Este ‘cuadro clínico’ se agudiza cuando estos de los que hablo viven solos en pueblos o pequeñas comunidades, donde los chismes circulan como la pólvora, a una velocidad que es proporcional a la gravedad del hecho, y las malas noticias (aunque sean inventadas) son el alimento de envidiosos, cizañeros y miserables. 

Les gustaría salir de dudas, que alguien les hiciera el famoso test de detección del que todo el mundo habla, pero han oído que hasta ahora solo se lo hacían a los que ingresan en el hospital. Entonces piensan que prefieren seguir con la duda antes que pasar por el infierno en el que se han convertido las urgencias y las UCI. 

Están cansados, les cuesta respirar y les duele todo el cuerpo. También han perdido el apetito y casi lo agradecen, porque así les durará más lo que tienen en la nevera y retrasarán el momento de salir al supermercado. Harían la compra online y pedirían que se la llevaran a casa, pero están viendo que muchos establecimientos ya no sirven a domicilio y los que lo siguen haciendo están desbordados. 

Tienen miedo a lo que les pueda pasar. Están aterrados ante la posibilidad de que la enfermedad avance muy rápido, que su sistema inmunitario no colabore y que un día se mueran solos, sin darles tiempo a llamar a una ambulancia. Les quita el sueño que encuentren su cadáver los bomberos después de tirar la puerta abajo y que su cuerpo tenga que esperar dentro de una caja sobre una pista de hielo hasta que le toque el turno de crematorio. 
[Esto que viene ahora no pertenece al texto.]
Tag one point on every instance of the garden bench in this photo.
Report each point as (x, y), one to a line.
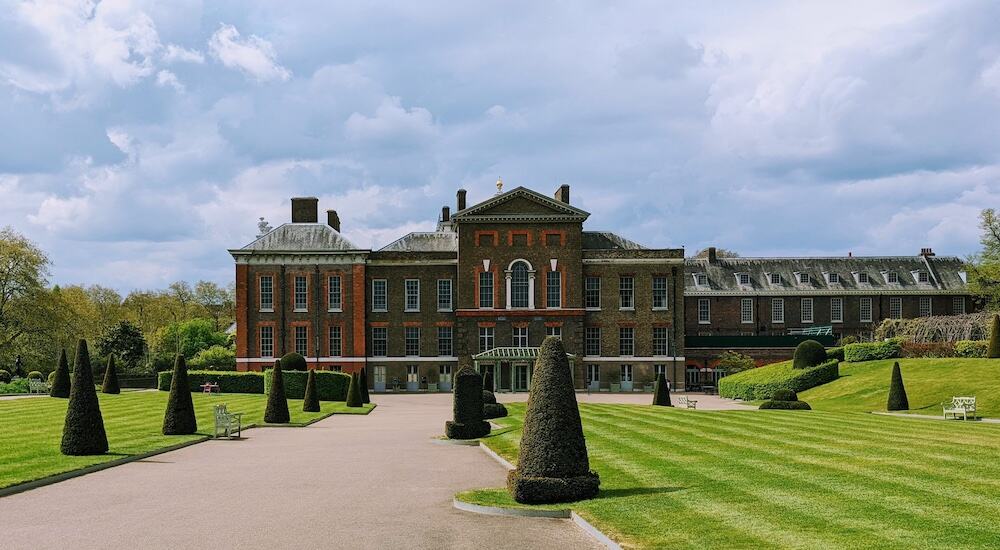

Afortunadamente todos esos lúgubres pensamientos se disipan cuando les baja la fiebre y empiezan a recuperar las fuerzas, el alivio, el resuello y la alegría de vivir. Y entonces, cuando todo ha pasado, cuando estos de los que hablo han superado el trance y nadie les aplaude, ni les hace el pasillo, ni les lleva una banda a la puerta de su habitación para tocarles ‘Resistiré’ (algo que deberían agradecer, todo sea dicho), entonces, solo entonces, se atreverán a decir, aunque sea bajito, que ellos también vencieron al coronavirus.